I'm not looking for the answer outright just a little help.

I realise that:
b = ka
c = la

(kb + lc) = m x a

The approach I've been taking so far is to go: b + c = ka + kl and then try to rearrange (ka + kl) to (kb + lc) since I know that
if a|b and a|c then a|(b + c)

Am I on the right track? If so then I know it's my algebra skills which are the problem.
• Aug 19th 2012, 09:10 PM
richard1234
Re: Divides proof
$k$ and $l$ are arbitrary integers. It doesn't make sense to let $b = ka$ and $c = la$. Plus it confuses readers like me....

You can use different integers, e.g. $b = qa$ and $c = ra$, in which $kb + lc = k(qa) + l(ra) = a(kq + lr)$, clearly, $a$ divides this.

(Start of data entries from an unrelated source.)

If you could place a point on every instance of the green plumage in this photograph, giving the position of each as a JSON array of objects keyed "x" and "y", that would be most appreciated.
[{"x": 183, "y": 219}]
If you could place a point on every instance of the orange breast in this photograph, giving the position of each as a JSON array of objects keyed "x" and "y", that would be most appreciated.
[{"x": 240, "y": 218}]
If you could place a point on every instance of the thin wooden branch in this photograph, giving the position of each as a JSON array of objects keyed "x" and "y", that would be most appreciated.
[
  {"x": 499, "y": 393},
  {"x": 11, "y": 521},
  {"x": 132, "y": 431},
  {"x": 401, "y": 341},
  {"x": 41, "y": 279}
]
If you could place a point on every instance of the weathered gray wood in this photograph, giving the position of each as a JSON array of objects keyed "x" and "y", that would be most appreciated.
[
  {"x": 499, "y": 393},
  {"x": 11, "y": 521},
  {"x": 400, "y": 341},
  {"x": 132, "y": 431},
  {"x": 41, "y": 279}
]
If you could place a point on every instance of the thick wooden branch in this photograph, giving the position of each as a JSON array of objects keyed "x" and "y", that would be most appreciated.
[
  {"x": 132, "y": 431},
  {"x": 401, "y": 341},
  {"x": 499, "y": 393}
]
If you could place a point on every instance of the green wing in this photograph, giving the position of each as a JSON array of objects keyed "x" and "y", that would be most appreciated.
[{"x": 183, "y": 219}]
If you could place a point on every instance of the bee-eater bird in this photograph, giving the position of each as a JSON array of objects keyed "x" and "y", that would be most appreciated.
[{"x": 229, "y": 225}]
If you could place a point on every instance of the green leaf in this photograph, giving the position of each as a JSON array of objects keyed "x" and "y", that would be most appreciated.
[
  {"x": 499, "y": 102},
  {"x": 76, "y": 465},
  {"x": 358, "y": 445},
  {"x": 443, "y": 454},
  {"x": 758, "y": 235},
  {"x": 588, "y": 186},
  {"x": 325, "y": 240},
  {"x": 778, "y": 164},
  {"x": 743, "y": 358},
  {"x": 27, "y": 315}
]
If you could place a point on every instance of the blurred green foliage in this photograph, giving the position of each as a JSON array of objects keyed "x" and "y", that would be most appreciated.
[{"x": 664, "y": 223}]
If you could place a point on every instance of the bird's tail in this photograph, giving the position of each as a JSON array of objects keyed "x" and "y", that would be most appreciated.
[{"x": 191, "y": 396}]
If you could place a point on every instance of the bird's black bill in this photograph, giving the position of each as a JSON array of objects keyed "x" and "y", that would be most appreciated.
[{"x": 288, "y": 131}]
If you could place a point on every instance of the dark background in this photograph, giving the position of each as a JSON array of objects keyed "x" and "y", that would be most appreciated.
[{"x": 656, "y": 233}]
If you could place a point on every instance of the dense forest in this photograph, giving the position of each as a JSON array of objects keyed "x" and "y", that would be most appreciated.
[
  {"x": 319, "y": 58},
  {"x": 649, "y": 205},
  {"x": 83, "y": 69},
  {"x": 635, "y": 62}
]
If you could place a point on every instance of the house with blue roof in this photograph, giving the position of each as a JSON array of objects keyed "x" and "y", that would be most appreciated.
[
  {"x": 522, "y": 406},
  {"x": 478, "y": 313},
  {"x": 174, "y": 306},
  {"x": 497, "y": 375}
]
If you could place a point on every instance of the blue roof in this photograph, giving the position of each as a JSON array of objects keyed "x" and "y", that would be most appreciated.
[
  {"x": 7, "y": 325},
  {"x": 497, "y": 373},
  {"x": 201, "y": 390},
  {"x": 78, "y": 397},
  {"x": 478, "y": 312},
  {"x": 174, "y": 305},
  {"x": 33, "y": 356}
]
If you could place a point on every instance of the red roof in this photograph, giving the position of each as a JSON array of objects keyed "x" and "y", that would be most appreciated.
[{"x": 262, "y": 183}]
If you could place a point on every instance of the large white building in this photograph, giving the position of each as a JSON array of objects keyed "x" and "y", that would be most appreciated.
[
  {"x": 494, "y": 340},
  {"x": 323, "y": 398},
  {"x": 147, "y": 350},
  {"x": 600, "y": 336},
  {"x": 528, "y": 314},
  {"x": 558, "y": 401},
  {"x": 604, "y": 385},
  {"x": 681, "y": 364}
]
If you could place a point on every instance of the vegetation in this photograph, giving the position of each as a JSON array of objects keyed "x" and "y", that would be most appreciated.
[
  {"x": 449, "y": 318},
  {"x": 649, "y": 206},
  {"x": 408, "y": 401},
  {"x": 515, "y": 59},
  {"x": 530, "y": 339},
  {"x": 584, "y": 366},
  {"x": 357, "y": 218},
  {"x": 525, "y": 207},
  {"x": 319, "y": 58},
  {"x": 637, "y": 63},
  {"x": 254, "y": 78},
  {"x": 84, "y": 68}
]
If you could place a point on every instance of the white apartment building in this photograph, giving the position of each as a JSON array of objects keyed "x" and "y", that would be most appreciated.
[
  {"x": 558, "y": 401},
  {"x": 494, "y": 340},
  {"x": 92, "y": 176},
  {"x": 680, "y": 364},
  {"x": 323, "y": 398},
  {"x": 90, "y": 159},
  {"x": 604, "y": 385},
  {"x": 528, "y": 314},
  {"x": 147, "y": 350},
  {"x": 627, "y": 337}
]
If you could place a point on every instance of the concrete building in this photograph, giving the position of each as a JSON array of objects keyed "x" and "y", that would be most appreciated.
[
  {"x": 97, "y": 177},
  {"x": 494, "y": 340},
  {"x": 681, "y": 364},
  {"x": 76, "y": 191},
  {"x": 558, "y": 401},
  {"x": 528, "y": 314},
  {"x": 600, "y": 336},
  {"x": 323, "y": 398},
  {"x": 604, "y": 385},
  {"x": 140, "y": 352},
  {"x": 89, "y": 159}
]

An alternate solution is to use mods, which works just as well (and it doesn't need random variables!).
• Aug 20th 2012, 08:05 PM
anonymouse
Re: Divides proof
Thanks for that Richard, makes much more sense.

We have been studying mods lately so out of interest, how would you approach this using mods?
• Aug 20th 2012, 08:16 PM
richard1234
Re: Divides proof
Basically, $b \equiv 0 (\mod a)$ and $c \equiv 0 (\mod a)$, so for any integers $k$ and $l$,

$bk \equiv 0 (\mod a)$
$cl \equiv 0 (\mod a)$

Therefore the sum $bk + cl$ is also congruent to 0 (mod a).